Por último, voy a hablar de otro caso de sala vacía. Hace unos cuantos años, un cantante uruguayo a quien no nombraré decidió lanzar su nuevo disco, que era una producción independiente, haciendo una a presentación en vivo. Para ello decidió tirar la casa por la ventana y acompañarse de una numerosa banda de instrumentistas de primera línea. Y, como si ello no bastara, consiguió una fecha en la Sala Zitarrosa. Debió recordar que la sala tiene un total de 533 butacas. Y debió medir mejor su poder de convocatoria. Se trata de un eficiente músico, autor de algunas canciones realmente buenas, pero con ello no alcanzó para enfrentar semejante desafío.
Al entrar al hall del teatro, la productora del evento me dijo que el artista estaba nervioso porque la venta “estaba medio floja”. Bien: “medio floja” en realidad significaba inexistente. El cantante debió mostrar sus temas ante una platea casi desierta, donde sólo nos encontrábamos un par de decenas de amigos e invitados. Dada la numerosa -y excelente- banda, prácticamente había más gente sobre el escenario que ocupando las butacas.

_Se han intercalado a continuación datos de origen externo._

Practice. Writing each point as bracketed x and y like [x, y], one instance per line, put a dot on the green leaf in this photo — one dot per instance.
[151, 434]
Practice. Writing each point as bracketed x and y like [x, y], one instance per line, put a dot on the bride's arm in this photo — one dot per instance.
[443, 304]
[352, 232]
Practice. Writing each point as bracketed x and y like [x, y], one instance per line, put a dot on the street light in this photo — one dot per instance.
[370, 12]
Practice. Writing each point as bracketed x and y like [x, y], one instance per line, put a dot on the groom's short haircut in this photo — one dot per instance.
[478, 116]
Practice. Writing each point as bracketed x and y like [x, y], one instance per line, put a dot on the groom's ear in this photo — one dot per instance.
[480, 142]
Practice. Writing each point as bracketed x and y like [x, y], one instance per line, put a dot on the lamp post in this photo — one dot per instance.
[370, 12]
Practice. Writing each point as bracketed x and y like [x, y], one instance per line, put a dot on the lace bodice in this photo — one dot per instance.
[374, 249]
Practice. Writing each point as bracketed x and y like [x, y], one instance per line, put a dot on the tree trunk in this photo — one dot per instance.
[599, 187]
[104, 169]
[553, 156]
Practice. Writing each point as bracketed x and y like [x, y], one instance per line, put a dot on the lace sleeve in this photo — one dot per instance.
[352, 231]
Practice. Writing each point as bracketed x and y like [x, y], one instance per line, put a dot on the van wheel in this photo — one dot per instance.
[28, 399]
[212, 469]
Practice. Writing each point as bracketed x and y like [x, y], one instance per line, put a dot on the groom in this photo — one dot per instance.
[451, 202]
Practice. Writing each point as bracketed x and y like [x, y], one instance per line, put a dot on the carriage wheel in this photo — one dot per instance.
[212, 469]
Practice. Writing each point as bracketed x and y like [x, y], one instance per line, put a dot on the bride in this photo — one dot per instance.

No es un caso aislado lo ocurrido ese día. He visto suceder esto muchas veces, ya que el ego, que es un potente motor para todo artista, también es un poderoso distorsionador de la realidad, llevando a sobrevaloraciones muy poco estratégicas y que se pagan muy caro en términos anímicos. Ojalá tenga, en el futuro, muchas otras oportunidades de caminar un escenario ante una sala desierta durante la prueba de sonido, pidiéndole al ángel del teatro que no se transforme en demonio y que atraiga a muchos fieles a la eterna misa de la música reinando en la noche.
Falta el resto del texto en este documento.